Al lado de la casa de sus padres, junto a su autobús rojo, guarda un vehículo de guerra alemán del setenta. «Quiero prepararlo para echarlo al monte y recorrer el 'cinturón de hierro' con él: desde Larrabetzu a Artxanda, pasando por Lezama», confiesa. No es fácil. «Muchas de las pistas que llevan a las trincheras están llenas de maleza, y eso no lo puedo limpiar yo solo, sin ayuda de las instituciones». El proyecto supone mucho para él... «Y para los turistas: ¿se podría hacer rutas por ahí, con el aliciente añadido de ir en un camión usado en otra guerra!», explica.
La última cena
Es su sueño... Y el de su cuadrilla.

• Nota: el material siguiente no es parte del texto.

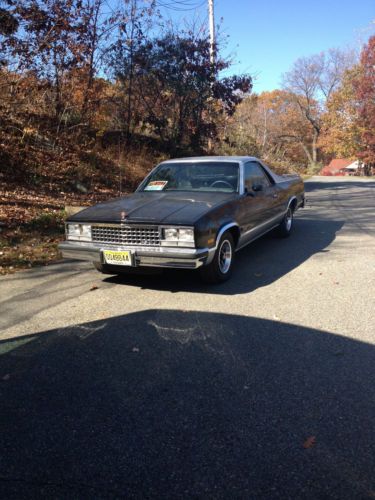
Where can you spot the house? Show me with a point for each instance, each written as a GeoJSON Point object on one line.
{"type": "Point", "coordinates": [339, 166]}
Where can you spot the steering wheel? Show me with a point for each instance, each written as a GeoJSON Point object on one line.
{"type": "Point", "coordinates": [226, 184]}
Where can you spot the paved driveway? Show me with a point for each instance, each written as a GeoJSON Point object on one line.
{"type": "Point", "coordinates": [161, 387]}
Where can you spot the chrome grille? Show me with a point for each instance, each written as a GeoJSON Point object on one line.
{"type": "Point", "coordinates": [126, 235]}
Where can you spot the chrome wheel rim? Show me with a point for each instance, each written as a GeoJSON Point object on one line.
{"type": "Point", "coordinates": [225, 256]}
{"type": "Point", "coordinates": [289, 219]}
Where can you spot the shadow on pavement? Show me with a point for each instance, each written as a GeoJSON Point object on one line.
{"type": "Point", "coordinates": [260, 264]}
{"type": "Point", "coordinates": [167, 404]}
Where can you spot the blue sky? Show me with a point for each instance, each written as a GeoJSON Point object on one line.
{"type": "Point", "coordinates": [267, 36]}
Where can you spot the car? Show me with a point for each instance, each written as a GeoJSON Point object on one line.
{"type": "Point", "coordinates": [188, 213]}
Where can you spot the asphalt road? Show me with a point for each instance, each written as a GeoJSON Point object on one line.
{"type": "Point", "coordinates": [161, 387]}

De hecho, «la idea se basa en los esbozos que hacía el hermano de mi amigo Kerman en su cuaderno cuando éramos críos», apunta. Unos dibujos que eran «auténticas reconstrucciones» de las armas e instalaciones que usaron los gudaris y que han sido tema de conversación muchas veces. «En la última cena que hicimos hace unos meses, por ejemplo», reconoce. La idea, al contrario que la camioneta, no está aparcada.